There is a fine American tradition that holds that politics stops at the water's edge, as Senator Arthur Vandenberg once said. The dirty little secret, of course, is that it doesn't. And it shouldn't. Politics is how decisions are made in a democracy -- not by bureaucrats, or the military, or the clergy, but by the elected representatives of the American people. Decisions about national security and foreign policy are no different. And when it comes to the politics of those critical issues, my beloved Republican Party has some soul-searching to do.
Our last election was not primarily, or even secondarily, about national security and foreign policy. But to the extent that a referendum was held on those issues, polls show that most Americans gave their vote to the Democrats. This was a sea change, and there are many reasons for it, but a major one is clearly the legacy of the Iraq war. As Phillip Carter of the Center for a New American Security has written, "The Republicans' mismanagement of the war allowed Democrats to reclaim an issue lost to them since the Truman administration." He is right, of course.
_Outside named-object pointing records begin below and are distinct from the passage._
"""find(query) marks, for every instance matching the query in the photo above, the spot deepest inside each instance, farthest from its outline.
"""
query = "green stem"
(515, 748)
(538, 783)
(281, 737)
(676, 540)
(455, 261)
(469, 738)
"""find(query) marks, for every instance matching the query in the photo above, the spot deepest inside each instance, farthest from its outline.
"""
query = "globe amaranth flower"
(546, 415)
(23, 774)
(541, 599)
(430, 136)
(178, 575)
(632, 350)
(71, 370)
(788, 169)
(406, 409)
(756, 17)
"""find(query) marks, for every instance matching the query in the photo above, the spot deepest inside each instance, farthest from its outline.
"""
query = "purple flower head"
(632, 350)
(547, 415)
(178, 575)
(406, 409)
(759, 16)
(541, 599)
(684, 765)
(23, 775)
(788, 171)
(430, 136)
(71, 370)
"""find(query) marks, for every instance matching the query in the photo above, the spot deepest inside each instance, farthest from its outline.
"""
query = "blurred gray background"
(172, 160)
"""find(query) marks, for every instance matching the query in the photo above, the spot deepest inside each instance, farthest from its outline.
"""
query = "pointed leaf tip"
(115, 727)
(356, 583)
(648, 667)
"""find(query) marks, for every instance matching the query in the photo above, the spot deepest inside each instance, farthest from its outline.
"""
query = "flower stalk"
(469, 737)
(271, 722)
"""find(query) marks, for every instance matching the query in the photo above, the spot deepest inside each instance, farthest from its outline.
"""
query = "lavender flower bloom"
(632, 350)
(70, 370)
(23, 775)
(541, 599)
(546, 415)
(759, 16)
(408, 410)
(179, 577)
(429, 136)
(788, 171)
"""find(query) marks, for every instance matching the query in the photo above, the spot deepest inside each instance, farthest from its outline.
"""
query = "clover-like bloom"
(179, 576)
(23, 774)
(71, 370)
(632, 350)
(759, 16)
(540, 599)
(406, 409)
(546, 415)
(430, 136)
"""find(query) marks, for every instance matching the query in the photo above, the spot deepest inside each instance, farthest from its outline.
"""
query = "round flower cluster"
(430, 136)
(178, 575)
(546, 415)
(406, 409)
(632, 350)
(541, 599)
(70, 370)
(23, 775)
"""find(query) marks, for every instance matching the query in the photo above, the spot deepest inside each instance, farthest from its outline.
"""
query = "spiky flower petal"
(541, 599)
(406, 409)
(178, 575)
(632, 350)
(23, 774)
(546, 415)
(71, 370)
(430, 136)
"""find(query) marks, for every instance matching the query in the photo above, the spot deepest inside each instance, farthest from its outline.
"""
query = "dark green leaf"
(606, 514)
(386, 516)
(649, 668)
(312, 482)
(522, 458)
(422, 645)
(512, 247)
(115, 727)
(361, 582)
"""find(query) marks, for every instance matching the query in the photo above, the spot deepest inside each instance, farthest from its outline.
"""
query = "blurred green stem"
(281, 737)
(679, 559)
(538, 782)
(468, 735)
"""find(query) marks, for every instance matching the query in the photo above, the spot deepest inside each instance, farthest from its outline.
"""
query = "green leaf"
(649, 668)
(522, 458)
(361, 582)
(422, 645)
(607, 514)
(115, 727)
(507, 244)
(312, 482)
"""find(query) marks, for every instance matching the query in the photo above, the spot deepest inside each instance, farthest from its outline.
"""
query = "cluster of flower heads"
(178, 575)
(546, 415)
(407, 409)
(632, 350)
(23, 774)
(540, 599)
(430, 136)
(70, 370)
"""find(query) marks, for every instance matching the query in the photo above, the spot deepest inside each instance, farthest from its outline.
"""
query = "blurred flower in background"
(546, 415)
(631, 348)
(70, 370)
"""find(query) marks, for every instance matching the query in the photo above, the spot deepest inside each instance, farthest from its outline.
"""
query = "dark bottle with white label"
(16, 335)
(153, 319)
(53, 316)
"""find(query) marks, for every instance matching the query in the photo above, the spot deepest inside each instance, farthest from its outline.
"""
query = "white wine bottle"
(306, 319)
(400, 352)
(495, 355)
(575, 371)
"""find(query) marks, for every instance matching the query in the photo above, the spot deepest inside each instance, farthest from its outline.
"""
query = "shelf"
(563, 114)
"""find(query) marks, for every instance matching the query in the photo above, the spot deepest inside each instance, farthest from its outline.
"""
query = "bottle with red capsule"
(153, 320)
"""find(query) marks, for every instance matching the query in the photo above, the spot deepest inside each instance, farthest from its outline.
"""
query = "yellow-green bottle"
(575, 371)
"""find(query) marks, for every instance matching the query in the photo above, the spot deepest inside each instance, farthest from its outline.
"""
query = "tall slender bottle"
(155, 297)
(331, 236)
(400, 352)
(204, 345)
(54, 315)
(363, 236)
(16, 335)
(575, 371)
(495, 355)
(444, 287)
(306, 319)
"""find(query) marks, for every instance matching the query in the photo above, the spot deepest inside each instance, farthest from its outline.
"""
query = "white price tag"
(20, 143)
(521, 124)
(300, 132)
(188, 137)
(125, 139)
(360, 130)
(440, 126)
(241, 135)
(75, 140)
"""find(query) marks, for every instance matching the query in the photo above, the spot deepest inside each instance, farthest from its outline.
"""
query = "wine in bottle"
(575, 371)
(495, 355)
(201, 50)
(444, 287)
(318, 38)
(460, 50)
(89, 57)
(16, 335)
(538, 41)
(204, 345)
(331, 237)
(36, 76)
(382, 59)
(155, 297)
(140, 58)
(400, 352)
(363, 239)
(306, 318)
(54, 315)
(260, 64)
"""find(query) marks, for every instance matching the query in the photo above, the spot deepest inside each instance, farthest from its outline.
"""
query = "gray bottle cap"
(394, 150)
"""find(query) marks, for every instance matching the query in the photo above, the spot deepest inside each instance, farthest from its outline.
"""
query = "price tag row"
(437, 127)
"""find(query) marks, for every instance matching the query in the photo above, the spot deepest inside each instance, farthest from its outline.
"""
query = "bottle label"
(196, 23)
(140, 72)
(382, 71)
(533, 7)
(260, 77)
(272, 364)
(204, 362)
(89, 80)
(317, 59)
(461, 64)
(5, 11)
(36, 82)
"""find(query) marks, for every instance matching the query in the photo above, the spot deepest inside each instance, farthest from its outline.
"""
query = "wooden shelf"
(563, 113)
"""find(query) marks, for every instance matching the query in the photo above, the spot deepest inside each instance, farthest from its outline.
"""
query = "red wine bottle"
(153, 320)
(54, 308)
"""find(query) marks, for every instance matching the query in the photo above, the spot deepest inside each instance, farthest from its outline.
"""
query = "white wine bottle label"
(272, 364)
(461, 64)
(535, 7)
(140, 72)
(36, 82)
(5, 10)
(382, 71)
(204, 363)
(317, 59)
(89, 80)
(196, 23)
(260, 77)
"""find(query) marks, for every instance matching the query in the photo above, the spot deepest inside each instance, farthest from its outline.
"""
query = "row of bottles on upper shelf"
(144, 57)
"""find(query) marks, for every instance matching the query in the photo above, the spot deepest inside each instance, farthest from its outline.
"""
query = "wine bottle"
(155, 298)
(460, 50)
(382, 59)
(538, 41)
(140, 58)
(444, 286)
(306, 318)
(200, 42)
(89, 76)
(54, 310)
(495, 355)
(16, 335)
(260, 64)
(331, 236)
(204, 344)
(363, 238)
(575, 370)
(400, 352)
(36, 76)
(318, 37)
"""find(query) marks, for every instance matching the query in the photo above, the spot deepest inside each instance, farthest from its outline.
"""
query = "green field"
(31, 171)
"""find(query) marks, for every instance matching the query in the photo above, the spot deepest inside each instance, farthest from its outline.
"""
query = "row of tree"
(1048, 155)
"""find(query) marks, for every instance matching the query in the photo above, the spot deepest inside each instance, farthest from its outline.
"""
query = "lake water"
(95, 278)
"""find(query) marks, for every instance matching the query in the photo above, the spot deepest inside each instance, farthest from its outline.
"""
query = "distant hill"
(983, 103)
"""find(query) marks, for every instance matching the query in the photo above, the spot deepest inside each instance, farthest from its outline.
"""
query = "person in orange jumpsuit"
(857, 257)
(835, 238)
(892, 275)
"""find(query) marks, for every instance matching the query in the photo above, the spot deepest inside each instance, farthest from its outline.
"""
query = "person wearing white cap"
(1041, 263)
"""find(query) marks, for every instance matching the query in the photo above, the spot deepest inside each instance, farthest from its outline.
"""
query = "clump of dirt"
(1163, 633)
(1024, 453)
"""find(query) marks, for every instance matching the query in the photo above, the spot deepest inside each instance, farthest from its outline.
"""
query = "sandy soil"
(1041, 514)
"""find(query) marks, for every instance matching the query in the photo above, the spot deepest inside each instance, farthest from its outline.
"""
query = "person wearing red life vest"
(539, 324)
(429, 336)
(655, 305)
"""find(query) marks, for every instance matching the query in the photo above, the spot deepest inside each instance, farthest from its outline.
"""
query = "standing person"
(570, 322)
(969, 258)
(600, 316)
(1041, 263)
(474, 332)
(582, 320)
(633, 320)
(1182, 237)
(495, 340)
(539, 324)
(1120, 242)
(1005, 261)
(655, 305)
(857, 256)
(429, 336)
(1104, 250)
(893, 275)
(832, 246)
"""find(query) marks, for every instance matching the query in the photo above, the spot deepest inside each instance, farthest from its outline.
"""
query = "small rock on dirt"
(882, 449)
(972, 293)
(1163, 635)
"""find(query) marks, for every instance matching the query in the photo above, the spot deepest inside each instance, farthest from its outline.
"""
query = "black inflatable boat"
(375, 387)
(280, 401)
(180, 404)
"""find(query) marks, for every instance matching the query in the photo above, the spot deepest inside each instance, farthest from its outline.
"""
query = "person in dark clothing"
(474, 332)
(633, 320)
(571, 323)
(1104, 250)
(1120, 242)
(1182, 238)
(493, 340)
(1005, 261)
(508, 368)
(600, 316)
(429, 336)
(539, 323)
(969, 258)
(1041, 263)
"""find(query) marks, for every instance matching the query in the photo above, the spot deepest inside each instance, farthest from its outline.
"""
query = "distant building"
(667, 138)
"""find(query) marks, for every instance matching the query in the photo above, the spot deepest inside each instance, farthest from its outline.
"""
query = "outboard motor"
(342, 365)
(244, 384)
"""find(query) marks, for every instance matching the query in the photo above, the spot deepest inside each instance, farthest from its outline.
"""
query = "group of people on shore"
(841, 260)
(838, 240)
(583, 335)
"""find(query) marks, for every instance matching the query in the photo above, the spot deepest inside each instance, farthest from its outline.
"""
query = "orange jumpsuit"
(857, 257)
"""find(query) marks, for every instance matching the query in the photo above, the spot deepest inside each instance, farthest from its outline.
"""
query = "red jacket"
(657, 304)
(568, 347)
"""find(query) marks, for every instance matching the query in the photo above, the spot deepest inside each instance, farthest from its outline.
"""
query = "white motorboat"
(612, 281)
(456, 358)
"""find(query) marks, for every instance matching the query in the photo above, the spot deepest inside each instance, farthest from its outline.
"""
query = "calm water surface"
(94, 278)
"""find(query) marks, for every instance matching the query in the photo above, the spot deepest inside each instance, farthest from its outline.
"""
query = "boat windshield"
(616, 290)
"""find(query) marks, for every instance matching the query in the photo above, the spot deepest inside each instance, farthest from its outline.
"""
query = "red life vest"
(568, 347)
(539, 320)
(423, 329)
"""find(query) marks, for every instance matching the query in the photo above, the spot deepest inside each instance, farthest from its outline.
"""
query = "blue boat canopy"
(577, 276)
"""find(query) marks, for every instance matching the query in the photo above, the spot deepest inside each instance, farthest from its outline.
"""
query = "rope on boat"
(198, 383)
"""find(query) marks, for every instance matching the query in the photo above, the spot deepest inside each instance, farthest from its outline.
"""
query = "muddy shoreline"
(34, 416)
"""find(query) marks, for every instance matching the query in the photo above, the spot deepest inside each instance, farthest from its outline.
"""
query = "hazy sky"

And the result is that Republicans are now engaged in a fight for the soul of our party on matters of national security and foreign policy.
This current debate is only the latest chapter in a long-running argument among Republicans about America's role in the world. We can go all the way back to the debates that brought Teddy Roosevelt and William Howard Taft together, and then drove them apart. Later, we Republicans argued over the isolationism of William Borah and Charles Lindbergh. We argued after World War II whether we should contain communism or roll it back. We argued over détente toward the Soviet Union in the 1970s and 1980s. And we argued in the 1990s about the conflicting visions for the party offered by Republicans such as Bob Dole and Pat Buchanan. Indeed, Republican unity on foreign policy is more the exception than the rule -- the product of a charismatic leader, such as Ronald Reagan, or unique events, such as the September 11 attacks. And these arguments are often most contentious when the U.S. economy is weak.
Not only is this debate among Republicans not new, it is not at all bad. Indeed, it is a good thing. What Republicans need now is a vigorous contest of ideas on national security and foreign policy. This contest can and should be conducted respectfully and without name-calling, which is something that even an old whacko-bird like me must remember from time to time.
Of course, the stakes of this contest could not be more serious, as we were reminded last week by the terrorist attack in Boston. We are debating matters of life and death. And that is far more important than the future of any political party.
I cannot recall another time when our international challenges have been more complex or more uncertain. The project of European integration is facing existential pressures. The global economy continues its rapid shift toward the Pacific. The rise of China, India, and other great powers is shifting the balance of power in Asia and the world. North Korea and Iran are developing nuclear and missile capabilities that constitute a direct threat to the United States and our allies. The old geopolitical order in the Middle East and North Africa continues to collapse and an epic struggle is underway to define what takes its place. Al-Qaeda-affiliated extremists are on the march across the region. And with each passing day, Syria is becoming a failed state with possibly tons of chemical weapons and thousands of al Qaeda-backed fighters.
For all of the threats we face, however, the opportunities that exist in our world are far, far greater. No one benefits more from America's global leadership than Americans ourselves. That is why, for our own economic interests, we must seize the tremendous opportunities before us to expand free and open trade. For our own geopolitical interests, we must deepen the peace between the major powers of the world. And for our own national security interests, we must support friends and potential friends who want to embrace the cause of freedom and democracy.